Feeling the need for fresh air, Avery tried on an outdoor hobby: Gardening. He had a large lot behind his house and plenty of room to grow whatever he wanted. The county held a big Fall Festival every year that included the crowning of a “Pumpkin King,” an honor bestowed upon the man that produced the largest pumpkin of the season. Avery Barnes vowed to be that man. He was determined to pass that familiar point of mediocrity. He was determined to show them all up with a new record.


His moment was so close, he could taste it. Weeks of obsessive tending and gentle turning ensured him a Pumpkin King coronation the following weekend. His chest puffed with impending pride as he fantasized about the envious stares of the townspeople, especially Molly, who always looked through him, not at him.

A cold wind blew as he admired his prize specimen under a darkening, autumn sky. As bright, painted leaves rained on his crop, he instinctively turned his head toward the sound of a crying baby. Near the back of his field, under the old Maple, Molly Schnaebel was shielding a bundle from the wind and staring. Avery waved, “hello,” but she quickly turned and waved her free hand off to her left – as if she was signaling someone out of sight. Naively, he ignored the odd gesture and returned his focus to the patch. He smiled as he proudly looked down at his massive, prize-worthy pumpkin.

Thunder clapped loudly nearby, a distinct whiz sound came from behind, and his knees instantly weakened. Julia cried in the distance as Avery fell to the ground and watched the red splatter hit his last, unfinished project.


Everyone in town knew. Molly had told all of them. She said he seemed overly eager to “help” and the way he looked at Julia made her uneasy. She had a sneaking suspicion that plugging that city boy’s name into the appropriate online search field would generate a glaring red square right over his house on the website map. She was right.

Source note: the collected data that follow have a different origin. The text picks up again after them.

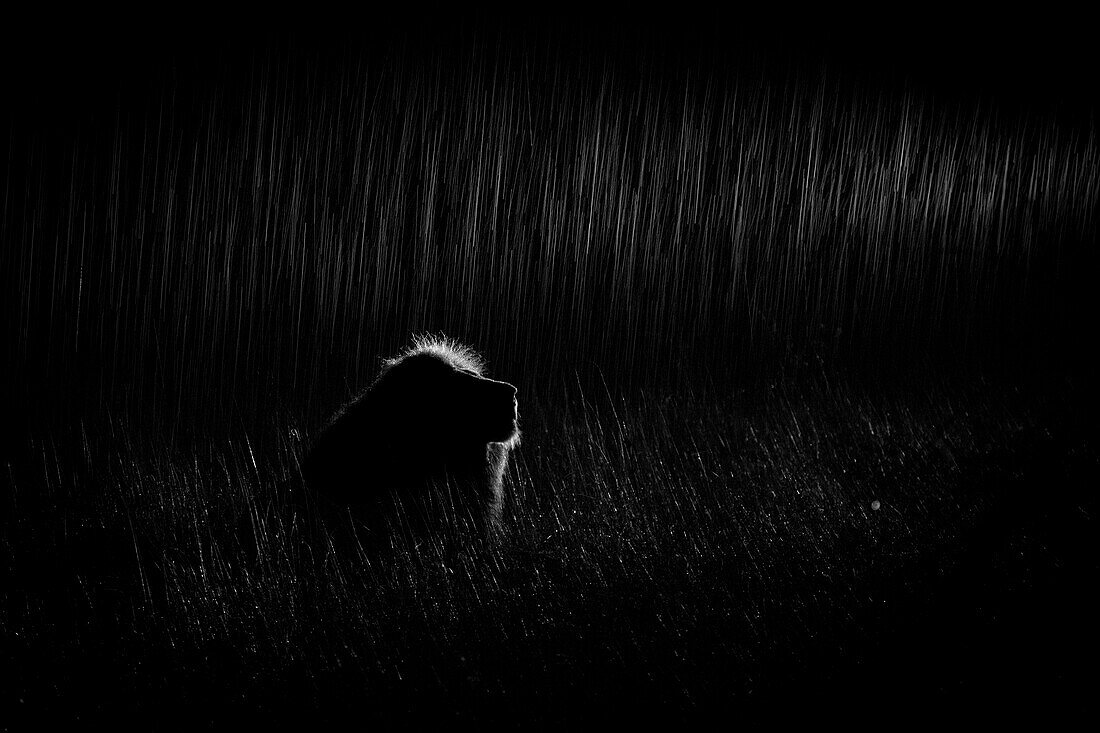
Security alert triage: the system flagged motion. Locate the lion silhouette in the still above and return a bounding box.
[303,337,519,546]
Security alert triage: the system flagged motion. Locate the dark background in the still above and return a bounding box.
[0,4,1100,724]
[2,9,1097,433]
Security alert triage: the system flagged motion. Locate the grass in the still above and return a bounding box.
[0,374,1098,726]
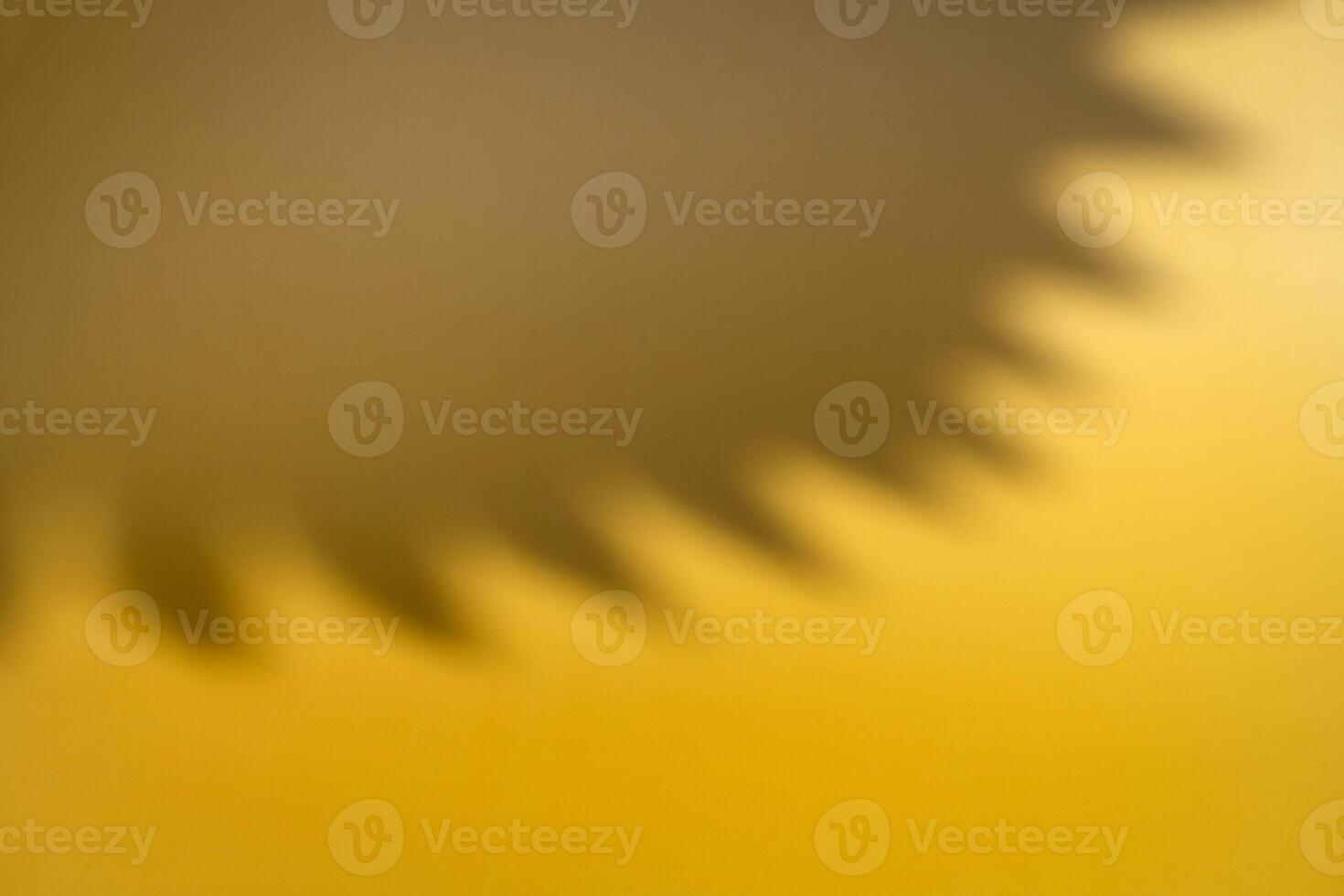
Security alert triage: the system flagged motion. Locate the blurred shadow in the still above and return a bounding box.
[0,0,1236,639]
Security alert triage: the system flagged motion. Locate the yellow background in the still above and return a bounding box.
[0,0,1344,895]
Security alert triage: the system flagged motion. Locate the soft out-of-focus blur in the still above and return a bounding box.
[0,0,1344,893]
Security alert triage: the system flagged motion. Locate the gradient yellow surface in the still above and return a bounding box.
[0,0,1344,895]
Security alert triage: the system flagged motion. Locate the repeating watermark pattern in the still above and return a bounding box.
[906,399,1129,447]
[812,799,891,877]
[906,818,1129,867]
[1056,591,1344,667]
[813,0,1125,40]
[570,171,887,249]
[812,380,891,458]
[0,0,155,31]
[1055,591,1135,667]
[326,799,644,877]
[1298,799,1344,877]
[570,591,887,667]
[0,399,158,447]
[1301,0,1344,40]
[326,0,640,40]
[326,380,644,458]
[0,818,158,867]
[1299,380,1344,457]
[1056,171,1135,249]
[85,171,402,249]
[85,591,400,667]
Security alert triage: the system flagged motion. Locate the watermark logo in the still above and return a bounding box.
[326,799,406,877]
[1299,380,1344,457]
[326,0,406,40]
[1302,0,1344,40]
[85,591,163,667]
[85,171,163,249]
[812,799,891,877]
[812,380,891,458]
[570,172,887,249]
[570,591,649,667]
[570,171,649,249]
[1299,799,1344,877]
[326,380,406,458]
[1055,591,1135,667]
[1056,171,1135,249]
[813,0,891,40]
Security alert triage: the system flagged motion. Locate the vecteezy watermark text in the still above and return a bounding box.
[326,799,644,877]
[85,591,400,667]
[570,171,887,249]
[326,380,644,458]
[85,171,402,249]
[0,818,158,865]
[326,0,640,40]
[0,0,155,29]
[570,591,887,667]
[0,400,158,447]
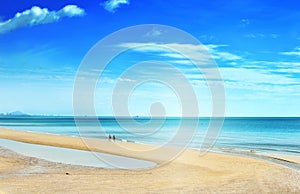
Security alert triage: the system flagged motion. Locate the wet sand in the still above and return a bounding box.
[0,129,300,193]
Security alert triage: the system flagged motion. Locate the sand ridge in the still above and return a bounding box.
[0,129,300,193]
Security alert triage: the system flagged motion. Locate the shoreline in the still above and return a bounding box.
[0,128,300,170]
[0,129,300,193]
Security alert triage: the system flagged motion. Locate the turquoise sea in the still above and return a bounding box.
[0,116,300,156]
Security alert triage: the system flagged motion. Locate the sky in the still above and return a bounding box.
[0,0,300,116]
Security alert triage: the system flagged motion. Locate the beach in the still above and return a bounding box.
[0,129,300,193]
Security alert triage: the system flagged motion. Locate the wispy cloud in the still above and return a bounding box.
[103,0,129,13]
[281,47,300,56]
[244,33,280,39]
[0,5,85,34]
[119,43,243,65]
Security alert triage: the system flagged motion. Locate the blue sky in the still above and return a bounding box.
[0,0,300,116]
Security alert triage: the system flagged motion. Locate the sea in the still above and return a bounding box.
[0,116,300,156]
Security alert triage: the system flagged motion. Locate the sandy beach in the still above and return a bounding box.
[0,129,300,193]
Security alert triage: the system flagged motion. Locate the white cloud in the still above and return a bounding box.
[244,33,280,39]
[103,0,129,13]
[0,5,85,33]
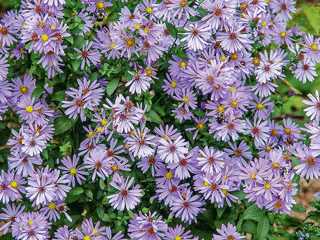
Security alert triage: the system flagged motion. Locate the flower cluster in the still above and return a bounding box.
[0,0,320,240]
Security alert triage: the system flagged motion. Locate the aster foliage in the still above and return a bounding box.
[0,0,320,240]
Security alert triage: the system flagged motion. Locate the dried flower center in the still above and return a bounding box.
[10,180,18,188]
[41,34,49,42]
[178,61,188,69]
[307,156,316,166]
[170,80,177,88]
[19,86,29,94]
[310,43,319,51]
[26,105,33,113]
[146,7,153,14]
[126,38,136,48]
[263,181,271,190]
[0,26,8,35]
[256,103,264,110]
[164,171,173,180]
[96,1,104,9]
[69,168,78,176]
[48,202,57,209]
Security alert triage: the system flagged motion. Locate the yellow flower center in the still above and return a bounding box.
[231,100,238,108]
[179,0,188,7]
[231,53,238,61]
[110,42,117,49]
[264,181,271,190]
[310,43,319,51]
[222,188,229,196]
[256,103,264,110]
[202,181,209,187]
[280,32,287,38]
[145,67,153,77]
[146,7,153,14]
[41,34,49,42]
[48,202,57,209]
[19,86,29,94]
[179,61,188,69]
[182,96,190,103]
[196,123,204,129]
[126,38,136,47]
[100,118,108,127]
[96,1,104,9]
[87,131,96,138]
[217,105,224,113]
[96,127,103,133]
[164,171,173,180]
[220,55,227,62]
[143,27,150,33]
[252,57,260,66]
[26,106,33,113]
[111,165,119,172]
[271,162,280,169]
[133,23,141,30]
[69,168,78,176]
[10,181,18,188]
[170,80,177,88]
[284,128,292,135]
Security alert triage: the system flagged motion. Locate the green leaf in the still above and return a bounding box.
[243,205,265,222]
[66,187,84,203]
[107,79,119,96]
[257,216,270,240]
[54,116,75,135]
[302,4,320,33]
[32,86,43,98]
[146,110,162,123]
[51,91,65,102]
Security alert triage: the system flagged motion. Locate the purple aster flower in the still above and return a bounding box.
[12,212,49,240]
[303,90,320,121]
[128,212,168,240]
[157,136,188,163]
[164,225,198,240]
[108,174,143,211]
[60,155,88,187]
[170,189,204,224]
[0,204,24,234]
[212,223,245,240]
[294,145,320,179]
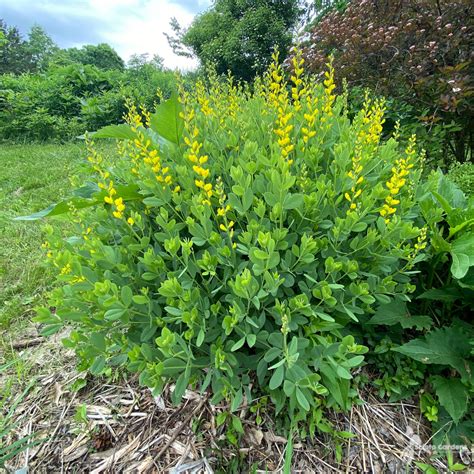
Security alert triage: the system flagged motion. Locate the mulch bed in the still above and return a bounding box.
[3,337,447,474]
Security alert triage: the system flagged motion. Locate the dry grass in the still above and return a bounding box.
[0,333,447,474]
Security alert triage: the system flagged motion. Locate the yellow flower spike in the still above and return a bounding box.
[380,135,416,223]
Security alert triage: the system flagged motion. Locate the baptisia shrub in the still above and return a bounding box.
[37,54,426,419]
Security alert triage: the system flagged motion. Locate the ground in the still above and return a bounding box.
[0,143,452,473]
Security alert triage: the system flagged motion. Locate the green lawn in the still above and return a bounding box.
[0,143,86,332]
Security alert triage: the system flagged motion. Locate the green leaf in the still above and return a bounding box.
[230,336,245,352]
[173,372,189,403]
[13,198,103,221]
[91,123,137,140]
[104,308,127,321]
[232,415,244,434]
[296,387,309,411]
[150,93,184,145]
[120,286,133,306]
[89,356,105,375]
[368,301,432,329]
[196,328,205,347]
[451,232,474,280]
[432,376,469,423]
[369,301,410,326]
[283,194,304,210]
[163,357,186,375]
[89,332,106,351]
[392,326,470,376]
[230,388,243,412]
[352,222,367,232]
[268,365,285,390]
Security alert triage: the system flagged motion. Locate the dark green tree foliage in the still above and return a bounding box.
[59,43,125,71]
[182,0,301,80]
[0,19,33,74]
[25,25,59,72]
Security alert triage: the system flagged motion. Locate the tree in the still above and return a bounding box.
[170,0,301,80]
[127,53,163,69]
[303,0,474,162]
[0,19,33,74]
[60,43,125,71]
[25,25,59,71]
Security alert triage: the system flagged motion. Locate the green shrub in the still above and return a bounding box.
[30,56,434,421]
[0,60,175,141]
[448,162,474,196]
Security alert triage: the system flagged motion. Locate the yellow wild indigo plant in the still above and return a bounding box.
[34,48,428,430]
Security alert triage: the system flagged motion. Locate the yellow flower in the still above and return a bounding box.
[380,135,416,223]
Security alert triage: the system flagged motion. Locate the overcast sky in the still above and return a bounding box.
[0,0,211,69]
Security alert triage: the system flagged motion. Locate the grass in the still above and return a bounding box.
[0,143,93,465]
[0,143,90,329]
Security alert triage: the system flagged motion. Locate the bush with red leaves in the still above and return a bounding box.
[304,0,474,162]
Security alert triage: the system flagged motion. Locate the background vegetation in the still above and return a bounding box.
[0,0,474,467]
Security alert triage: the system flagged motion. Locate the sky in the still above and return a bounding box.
[0,0,211,70]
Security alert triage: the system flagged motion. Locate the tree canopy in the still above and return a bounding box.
[175,0,302,80]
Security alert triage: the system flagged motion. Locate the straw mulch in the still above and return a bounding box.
[2,337,447,474]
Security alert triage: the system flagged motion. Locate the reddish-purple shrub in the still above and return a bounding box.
[304,0,474,161]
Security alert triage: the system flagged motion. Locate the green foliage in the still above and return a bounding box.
[53,43,125,71]
[304,0,474,167]
[180,0,301,80]
[0,364,39,469]
[30,58,440,427]
[369,172,474,436]
[0,144,103,328]
[448,162,474,197]
[0,60,175,141]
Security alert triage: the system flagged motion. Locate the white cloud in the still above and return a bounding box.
[0,0,211,69]
[103,0,203,69]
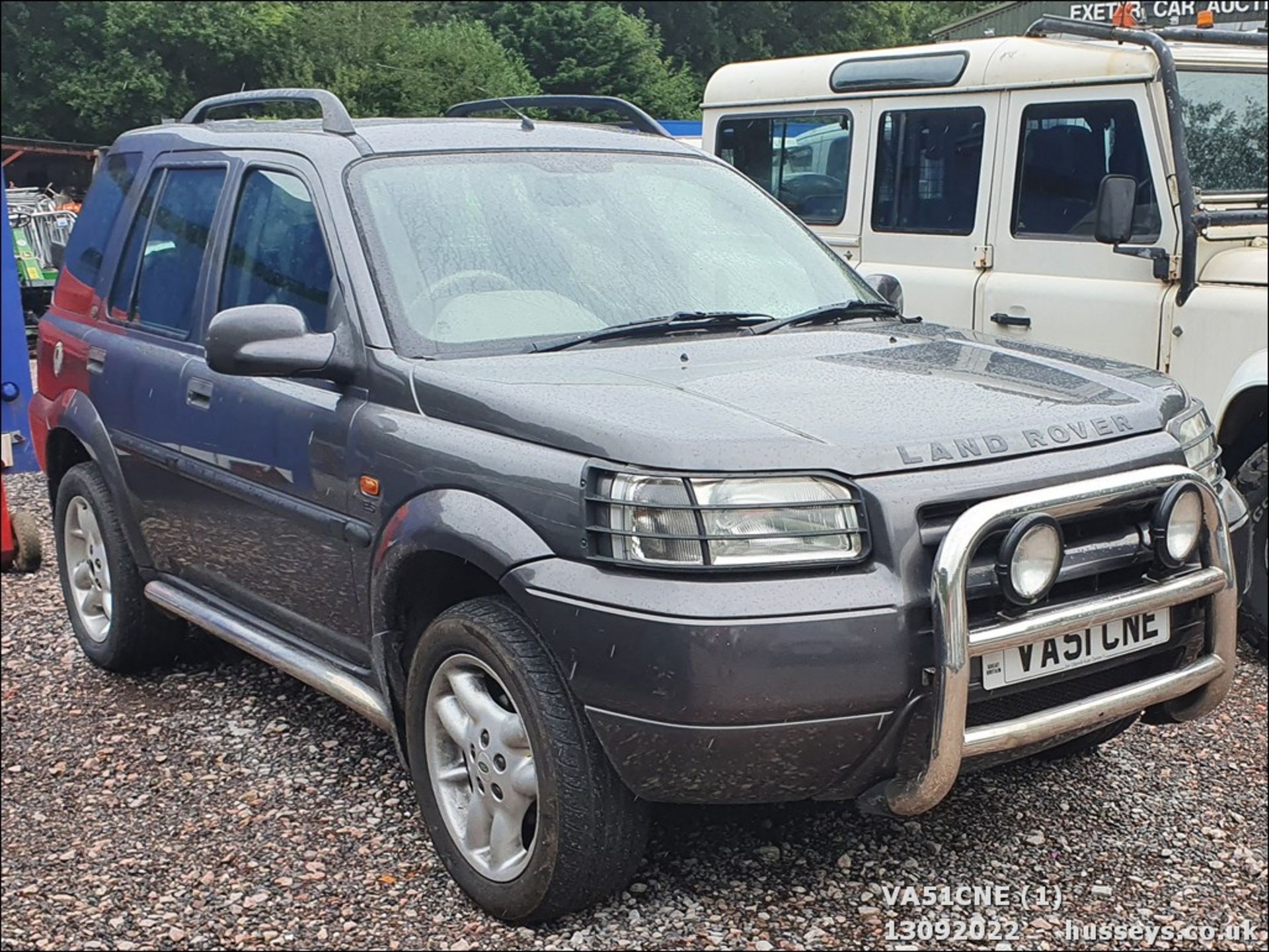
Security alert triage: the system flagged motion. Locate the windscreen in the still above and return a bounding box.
[349,151,876,356]
[1176,70,1266,193]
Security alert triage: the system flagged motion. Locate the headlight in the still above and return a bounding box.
[588,472,868,568]
[1150,483,1203,568]
[996,512,1066,604]
[1167,400,1225,486]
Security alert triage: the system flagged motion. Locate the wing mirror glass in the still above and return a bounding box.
[204,305,345,381]
[865,274,904,313]
[1093,175,1137,244]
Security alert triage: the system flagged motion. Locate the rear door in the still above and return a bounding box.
[975,84,1176,367]
[859,92,1001,327]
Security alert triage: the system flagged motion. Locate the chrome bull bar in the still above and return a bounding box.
[877,465,1237,817]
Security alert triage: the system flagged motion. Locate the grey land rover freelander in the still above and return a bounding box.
[30,90,1246,922]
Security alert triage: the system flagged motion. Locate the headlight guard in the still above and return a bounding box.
[584,465,870,571]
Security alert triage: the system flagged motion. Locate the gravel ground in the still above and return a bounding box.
[0,476,1269,949]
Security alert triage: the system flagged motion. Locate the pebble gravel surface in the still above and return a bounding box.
[0,476,1269,949]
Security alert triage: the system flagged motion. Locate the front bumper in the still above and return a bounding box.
[861,465,1237,817]
[505,464,1236,815]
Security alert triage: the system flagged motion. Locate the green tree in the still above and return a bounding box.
[477,3,701,117]
[273,3,538,116]
[0,0,295,142]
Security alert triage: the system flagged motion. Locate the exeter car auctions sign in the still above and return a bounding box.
[1067,0,1269,25]
[930,0,1269,40]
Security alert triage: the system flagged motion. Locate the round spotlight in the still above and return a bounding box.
[996,512,1065,604]
[1150,482,1203,569]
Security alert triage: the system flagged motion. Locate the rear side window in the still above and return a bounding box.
[110,168,225,338]
[110,171,164,320]
[1013,100,1160,243]
[219,168,331,334]
[718,112,851,225]
[872,106,986,235]
[57,152,141,311]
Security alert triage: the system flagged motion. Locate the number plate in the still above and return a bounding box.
[982,610,1171,691]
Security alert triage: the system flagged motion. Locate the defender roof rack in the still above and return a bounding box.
[1026,15,1269,307]
[445,95,674,138]
[182,89,357,135]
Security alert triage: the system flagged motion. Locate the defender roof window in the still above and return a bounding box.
[718,112,851,225]
[829,52,970,92]
[872,106,986,235]
[110,168,225,338]
[1013,99,1160,244]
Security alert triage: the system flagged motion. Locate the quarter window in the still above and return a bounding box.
[219,168,331,332]
[718,113,851,225]
[57,152,141,311]
[110,168,225,338]
[1013,100,1160,243]
[872,106,986,235]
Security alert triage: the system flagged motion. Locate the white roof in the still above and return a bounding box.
[705,37,1266,109]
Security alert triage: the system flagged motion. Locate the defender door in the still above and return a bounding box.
[705,99,872,264]
[859,92,1000,327]
[975,84,1178,367]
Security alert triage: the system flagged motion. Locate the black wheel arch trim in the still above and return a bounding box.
[46,390,153,570]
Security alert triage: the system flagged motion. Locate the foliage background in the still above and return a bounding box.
[0,0,990,143]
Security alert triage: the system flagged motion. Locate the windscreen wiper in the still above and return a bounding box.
[753,301,921,334]
[533,311,774,353]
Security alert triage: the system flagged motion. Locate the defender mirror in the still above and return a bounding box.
[865,274,904,313]
[204,305,346,381]
[1093,175,1137,244]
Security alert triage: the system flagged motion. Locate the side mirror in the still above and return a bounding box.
[204,305,344,381]
[1093,175,1137,244]
[865,274,904,313]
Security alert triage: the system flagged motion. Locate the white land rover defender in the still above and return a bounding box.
[703,17,1269,653]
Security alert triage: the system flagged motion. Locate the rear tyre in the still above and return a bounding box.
[404,597,648,923]
[54,462,184,672]
[1237,445,1269,658]
[1036,714,1141,760]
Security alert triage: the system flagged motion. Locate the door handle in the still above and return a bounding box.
[185,377,212,410]
[991,311,1030,327]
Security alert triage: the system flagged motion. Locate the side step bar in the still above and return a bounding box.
[145,581,392,730]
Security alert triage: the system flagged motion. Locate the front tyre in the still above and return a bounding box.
[1237,445,1269,658]
[404,597,648,923]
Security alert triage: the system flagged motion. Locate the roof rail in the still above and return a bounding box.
[1026,15,1266,307]
[182,89,357,135]
[445,95,674,138]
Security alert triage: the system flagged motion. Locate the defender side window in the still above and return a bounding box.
[218,168,332,334]
[1013,99,1160,243]
[718,112,853,225]
[872,106,987,235]
[110,168,225,338]
[55,152,141,311]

Maybe it happened when he was a kid. Maybe it wasn’t as bad as the horrible things she imagined while rocking Julia to sleep night after night. Either way, Avery’s name was on the list. Molly had already lost a husband and she was not going to let anything happen to her daughter. The townspeople knew what to do. Molly belonged there and he didn’t. They were a tight-knit group that took care of their own. He wasn’t welcome and he’d ignored the many hints he’d been given.


The following weekend, after the men of the town loaded it onto a pickup truck and delivered it to the large, commercial scale at the Fall Festival, Butler County crowned its first ever, “Pumpkin Queen.” Molly Schnaebel’s pumpkin, the largest in county history, weighed over seven hundred pounds.